I'm trying to find a certain gene in a non-model organism. When I BLAST the gene sequence from the closest related organism I can find on NCBI (same phylum but different class), the best hit has only a 30% match. I've tried this on two different transcriptomes and got similar results (note that I know the transcriptomes are not comprehensive. They have issues and gaps).
I've also compiled a protein MSA of this gene from organisms ranging from vertebrates to C elegans and see typically >80% identity across the orthologs. I used this MSA with HMMER to scan the transcriptomes and also got the same poor matches as the BLAST hits (when found hits at all).
In desperation, I've also tried aligning my RNASeq reads to the consensus sequence with bowtie2 to see if maybe the sequence is out there but missing in the transcriptomes. I set bowtie2's penalty for N's to zero since the consensus sequence had lots of Ns.
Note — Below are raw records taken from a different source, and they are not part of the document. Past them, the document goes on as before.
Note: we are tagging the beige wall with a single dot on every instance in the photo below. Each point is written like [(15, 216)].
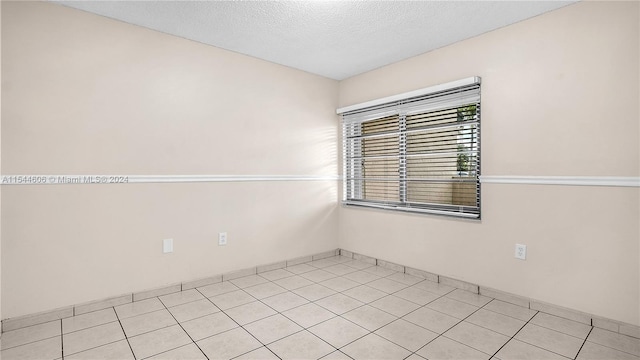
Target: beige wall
[(84, 94), (559, 97)]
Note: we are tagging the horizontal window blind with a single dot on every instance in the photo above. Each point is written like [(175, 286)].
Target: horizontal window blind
[(419, 154)]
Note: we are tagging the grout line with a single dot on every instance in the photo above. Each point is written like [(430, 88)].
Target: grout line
[(183, 329), (123, 332), (61, 340), (584, 342)]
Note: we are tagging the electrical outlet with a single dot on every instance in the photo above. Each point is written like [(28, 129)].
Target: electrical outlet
[(167, 245), (521, 251), (222, 239)]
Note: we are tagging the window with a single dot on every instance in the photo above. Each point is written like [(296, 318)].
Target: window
[(416, 152)]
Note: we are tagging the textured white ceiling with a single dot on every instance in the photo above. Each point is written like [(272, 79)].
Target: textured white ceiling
[(336, 39)]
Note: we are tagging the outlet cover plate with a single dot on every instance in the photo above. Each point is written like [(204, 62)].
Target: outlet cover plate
[(167, 245), (521, 252), (222, 238)]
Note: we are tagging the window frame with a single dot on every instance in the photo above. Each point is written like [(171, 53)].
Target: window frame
[(450, 96)]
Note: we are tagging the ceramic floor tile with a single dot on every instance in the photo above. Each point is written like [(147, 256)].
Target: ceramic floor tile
[(272, 328), (431, 320), (318, 275), (232, 299), (323, 263), (262, 353), (300, 268), (88, 320), (518, 350), (373, 346), (265, 290), (186, 352), (336, 355), (417, 295), (209, 325), (217, 289), (340, 269), (436, 288), (40, 350), (285, 301), (408, 335), (276, 274), (387, 285), (405, 278), (293, 282), (379, 270), (360, 265), (477, 337), (192, 310), (147, 322), (415, 357), (395, 305), (369, 317), (308, 315), (362, 277), (452, 307), (566, 326), (338, 332), (615, 341), (339, 284), (228, 344), (515, 311), (314, 292), (247, 281), (251, 312), (138, 308), (78, 341), (300, 346), (339, 304), (551, 340), (365, 293), (341, 259), (118, 350), (444, 348), (497, 322), (181, 297), (30, 334), (592, 351), (469, 297)]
This also results in scant alignments of reads.
Despite this all, I believe the gene exists given its biological importance, but am at a loss on how to find the sequence. I'm still learning lots in this field and am interested from more experienced hands, what other steps could I take to find this gene sequence in my organism?
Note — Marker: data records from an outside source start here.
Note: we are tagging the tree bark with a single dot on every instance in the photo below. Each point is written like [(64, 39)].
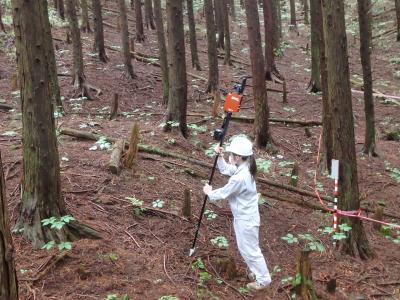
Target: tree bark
[(148, 12), (292, 13), (192, 36), (41, 188), (8, 276), (61, 11), (219, 22), (261, 126), (232, 9), (125, 39), (85, 27), (177, 102), (139, 21), (269, 27), (339, 92), (162, 48), (316, 25), (227, 57), (305, 10), (1, 20), (52, 65), (364, 17), (98, 30), (397, 5), (212, 84), (77, 72)]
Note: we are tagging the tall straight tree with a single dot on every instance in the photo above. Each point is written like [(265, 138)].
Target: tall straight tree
[(61, 9), (397, 5), (293, 21), (41, 186), (1, 20), (125, 39), (162, 49), (78, 76), (98, 30), (261, 120), (364, 20), (219, 22), (212, 84), (177, 102), (85, 26), (227, 35), (339, 93), (55, 87), (192, 36), (139, 21), (270, 28), (148, 12), (316, 29), (8, 277)]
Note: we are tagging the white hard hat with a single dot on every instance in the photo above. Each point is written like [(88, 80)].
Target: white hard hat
[(240, 145)]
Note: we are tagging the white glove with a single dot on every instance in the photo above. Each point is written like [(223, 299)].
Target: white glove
[(207, 189)]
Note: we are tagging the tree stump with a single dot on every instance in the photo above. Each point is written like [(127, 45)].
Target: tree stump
[(114, 164), (306, 287), (131, 155)]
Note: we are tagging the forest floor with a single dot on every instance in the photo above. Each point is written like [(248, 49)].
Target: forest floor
[(144, 254)]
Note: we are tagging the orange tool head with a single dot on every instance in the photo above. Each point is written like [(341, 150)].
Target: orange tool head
[(232, 102)]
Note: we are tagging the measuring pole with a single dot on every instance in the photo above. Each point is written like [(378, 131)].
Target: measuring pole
[(335, 176)]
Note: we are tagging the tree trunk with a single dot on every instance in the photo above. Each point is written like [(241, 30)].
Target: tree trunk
[(212, 84), (261, 127), (78, 76), (139, 21), (125, 38), (232, 10), (339, 92), (60, 7), (162, 48), (219, 22), (85, 27), (305, 10), (52, 65), (293, 22), (269, 39), (98, 30), (8, 282), (148, 12), (364, 17), (316, 25), (192, 36), (397, 4), (1, 21), (41, 190), (177, 102), (227, 57)]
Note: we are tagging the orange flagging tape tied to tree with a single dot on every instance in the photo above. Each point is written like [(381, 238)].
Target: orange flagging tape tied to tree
[(337, 212)]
From your own RNAseq data? Trying to align short reads to transcriptomes to find a gene is probably going to work as best as you discovered. Sounds like you are identifying some domain homologies with approach you have tried.
Have you thought of doing a transcriptome assembly with your own data, then translating the assembly to do protein based searches. May have a bit better luck that way.
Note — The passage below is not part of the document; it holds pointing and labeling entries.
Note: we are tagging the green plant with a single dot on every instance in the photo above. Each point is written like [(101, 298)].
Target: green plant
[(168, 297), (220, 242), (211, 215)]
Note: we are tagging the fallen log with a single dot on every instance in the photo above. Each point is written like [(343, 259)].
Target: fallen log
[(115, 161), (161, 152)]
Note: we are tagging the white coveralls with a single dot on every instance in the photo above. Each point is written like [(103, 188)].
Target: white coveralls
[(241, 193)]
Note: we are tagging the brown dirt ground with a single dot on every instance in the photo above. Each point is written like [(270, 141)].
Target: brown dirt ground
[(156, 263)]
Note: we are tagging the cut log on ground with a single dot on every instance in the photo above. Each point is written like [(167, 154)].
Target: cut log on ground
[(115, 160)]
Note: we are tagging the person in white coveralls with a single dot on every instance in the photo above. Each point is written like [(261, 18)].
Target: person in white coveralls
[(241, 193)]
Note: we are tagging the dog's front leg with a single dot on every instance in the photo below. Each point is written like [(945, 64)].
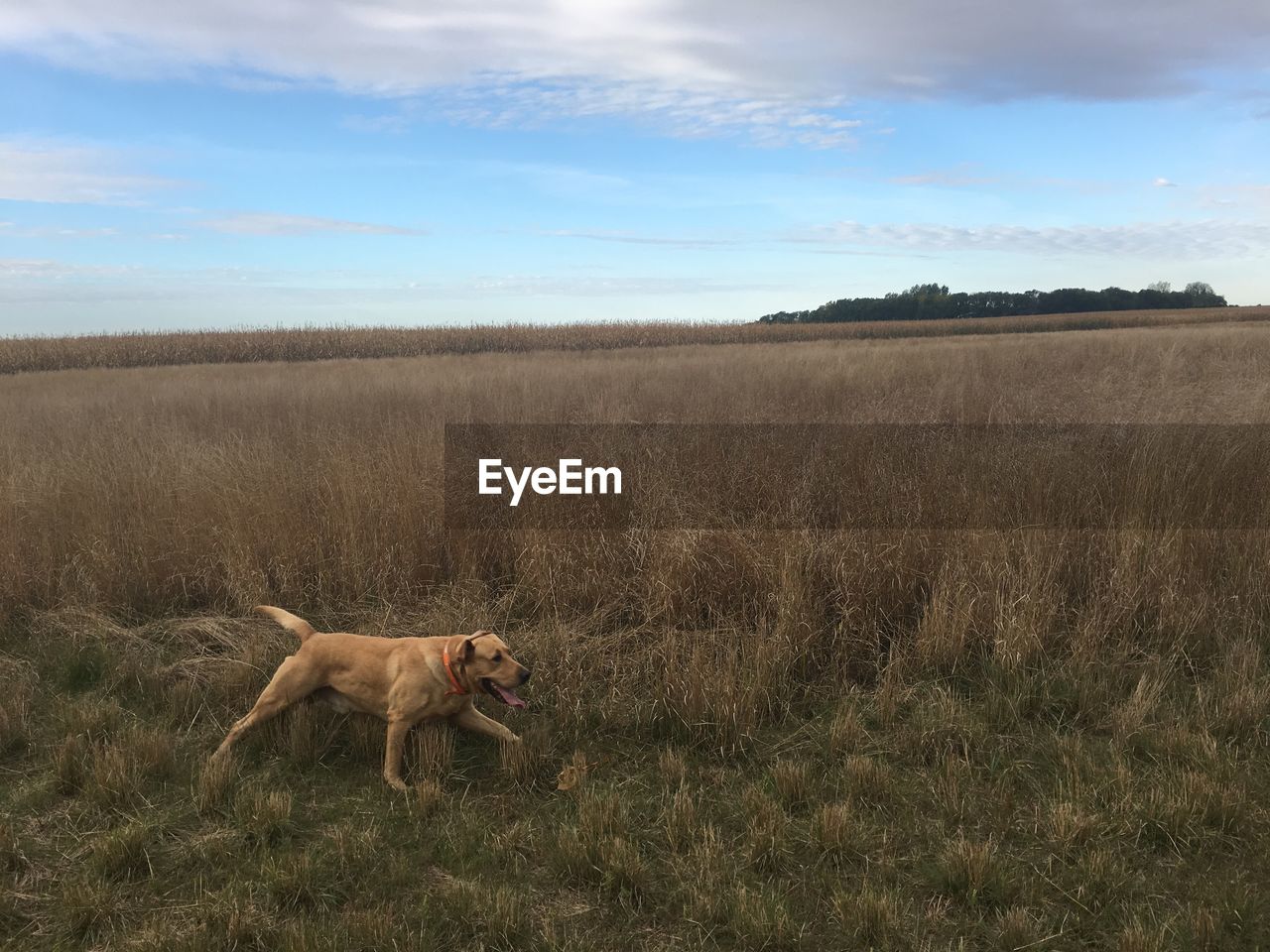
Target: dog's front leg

Thanks for the thought. Yes, one of the two transcriptomes I've been searching has been my own assembled from my reads. I've been using tblastn on this assembly. Is there some benefit to manually translating my transcriptome with TransDecoder.LongOrfs or something similar over doing the translation with tblastn?
Searches in protein space are preferred so there may be some benefit to translating your assembly and trying a direct blastp search. Keep the search space small to begin with so you have a better chance of finding the protein. If this is something essential then it should be represented in your RNAseq unless you did not sequence deep enough and/or the gene is low copy/expression one.